Der Russe und der Russe

“Indirekter Freistoß” hat heute einige Stimmen zusammengetragen, die in den deutschen Gazetten bezüglich des “Russendeals” mit der argentinischen Nationalmannschaft geschrieben worden sind.

Losgetreten scheint die Meinungslawine in Deutschland durch Uli Hoeneß worden zu sein, der am Wochenende in den Kieler Nachrichten vom (dramatische Orgelmusik setzt ein) “Ende des Fußballs” sprach. Grosso modo geht es darum, dass ein russischer Investor die Freundschaftsspielrechte Argentiniens gekauft hat. Will sagen: alles was kein Pflichtländerspiel ist, wird von diesem russischen Investor vermarktet. Er bestimmt wo die Albiceleste antritt (bereits angekündigt: nur im Ausland, weil größere Einnahmen) und wer spielt (es soll angeblich eine Liste mit 30 Spielern geben, von denen minimum 7 einzusetzen sind). Der Vertrag soll 24 Länderspiele über 5 Jahre vorsehen.
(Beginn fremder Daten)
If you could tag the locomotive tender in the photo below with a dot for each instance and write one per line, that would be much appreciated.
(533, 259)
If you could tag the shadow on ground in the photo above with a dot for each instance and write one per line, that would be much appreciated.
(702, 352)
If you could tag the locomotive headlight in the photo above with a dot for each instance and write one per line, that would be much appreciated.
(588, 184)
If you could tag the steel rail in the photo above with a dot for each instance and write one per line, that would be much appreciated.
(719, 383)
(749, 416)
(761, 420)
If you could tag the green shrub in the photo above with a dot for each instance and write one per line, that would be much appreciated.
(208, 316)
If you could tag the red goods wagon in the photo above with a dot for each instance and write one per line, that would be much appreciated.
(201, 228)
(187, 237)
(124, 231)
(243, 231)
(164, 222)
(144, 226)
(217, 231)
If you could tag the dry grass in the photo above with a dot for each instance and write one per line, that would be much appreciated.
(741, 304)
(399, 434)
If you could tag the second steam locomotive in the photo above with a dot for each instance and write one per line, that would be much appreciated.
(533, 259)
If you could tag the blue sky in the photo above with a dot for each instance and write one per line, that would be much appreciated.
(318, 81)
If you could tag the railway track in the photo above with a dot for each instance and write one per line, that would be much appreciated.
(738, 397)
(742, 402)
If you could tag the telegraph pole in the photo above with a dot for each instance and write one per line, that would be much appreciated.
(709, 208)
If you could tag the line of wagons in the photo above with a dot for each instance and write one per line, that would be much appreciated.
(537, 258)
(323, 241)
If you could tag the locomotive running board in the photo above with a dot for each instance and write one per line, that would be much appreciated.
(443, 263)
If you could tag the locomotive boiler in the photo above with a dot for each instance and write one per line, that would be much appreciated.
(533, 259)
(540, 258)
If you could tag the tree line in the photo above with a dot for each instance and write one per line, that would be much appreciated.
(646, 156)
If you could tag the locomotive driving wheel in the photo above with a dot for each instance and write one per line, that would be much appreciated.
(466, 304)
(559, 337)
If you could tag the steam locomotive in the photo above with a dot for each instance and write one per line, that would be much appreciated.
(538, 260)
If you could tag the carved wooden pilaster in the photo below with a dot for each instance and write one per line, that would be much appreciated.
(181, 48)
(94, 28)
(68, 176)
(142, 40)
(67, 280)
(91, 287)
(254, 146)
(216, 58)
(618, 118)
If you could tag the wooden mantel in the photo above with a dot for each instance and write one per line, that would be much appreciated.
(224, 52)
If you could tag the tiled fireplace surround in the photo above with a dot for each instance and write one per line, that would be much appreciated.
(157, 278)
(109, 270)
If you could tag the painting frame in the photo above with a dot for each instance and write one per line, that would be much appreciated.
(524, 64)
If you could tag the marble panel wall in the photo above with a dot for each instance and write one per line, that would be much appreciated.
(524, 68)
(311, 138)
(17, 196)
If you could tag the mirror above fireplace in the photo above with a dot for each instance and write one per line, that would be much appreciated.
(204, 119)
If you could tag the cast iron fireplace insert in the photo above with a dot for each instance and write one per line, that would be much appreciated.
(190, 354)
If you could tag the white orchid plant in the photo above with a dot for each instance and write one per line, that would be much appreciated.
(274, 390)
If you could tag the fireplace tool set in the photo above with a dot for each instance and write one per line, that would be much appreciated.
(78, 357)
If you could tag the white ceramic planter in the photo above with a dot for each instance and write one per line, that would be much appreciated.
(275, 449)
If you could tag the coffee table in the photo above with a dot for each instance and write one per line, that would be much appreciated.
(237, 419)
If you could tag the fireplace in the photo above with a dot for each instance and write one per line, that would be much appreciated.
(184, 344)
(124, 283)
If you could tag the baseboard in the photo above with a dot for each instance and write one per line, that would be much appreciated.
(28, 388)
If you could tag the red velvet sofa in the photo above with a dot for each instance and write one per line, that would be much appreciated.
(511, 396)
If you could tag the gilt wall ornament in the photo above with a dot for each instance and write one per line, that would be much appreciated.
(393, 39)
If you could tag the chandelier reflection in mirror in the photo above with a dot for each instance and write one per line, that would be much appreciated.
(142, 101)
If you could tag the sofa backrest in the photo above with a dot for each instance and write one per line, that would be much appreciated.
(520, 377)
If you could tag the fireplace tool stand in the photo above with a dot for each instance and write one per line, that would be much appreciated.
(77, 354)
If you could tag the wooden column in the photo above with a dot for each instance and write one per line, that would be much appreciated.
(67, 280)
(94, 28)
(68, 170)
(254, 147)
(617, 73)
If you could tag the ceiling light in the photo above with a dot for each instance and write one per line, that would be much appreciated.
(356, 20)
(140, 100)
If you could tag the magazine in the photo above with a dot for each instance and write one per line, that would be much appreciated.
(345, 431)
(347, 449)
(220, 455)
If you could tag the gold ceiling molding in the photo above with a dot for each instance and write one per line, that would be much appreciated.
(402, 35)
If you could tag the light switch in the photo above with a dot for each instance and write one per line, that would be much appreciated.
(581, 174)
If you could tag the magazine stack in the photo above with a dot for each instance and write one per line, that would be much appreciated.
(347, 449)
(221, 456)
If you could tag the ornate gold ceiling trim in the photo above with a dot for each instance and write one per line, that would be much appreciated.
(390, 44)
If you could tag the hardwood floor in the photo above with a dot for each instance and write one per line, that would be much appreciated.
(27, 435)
Das ausgerechnet dieses Beispiel genommen wird, kann ich nicht nachvollziehen. Denn in Abstrichen sind diese Methoden nicht neu. Es sei an die brasilianische Nationalmannschaft erinnert, die Mitte der Neunziger unter der Knute von Nike durch die Welt reiste und sinnleere Freundschaftsländerspiele absolvierte, nach Gusto der Harlem Globetrotters. Immer wieder wird auch das Gerücht aufgekocht, dass der Einsatz des völlig kaputten Ronaldo im 98er-WM-Finale auf Druck von Nike geschah.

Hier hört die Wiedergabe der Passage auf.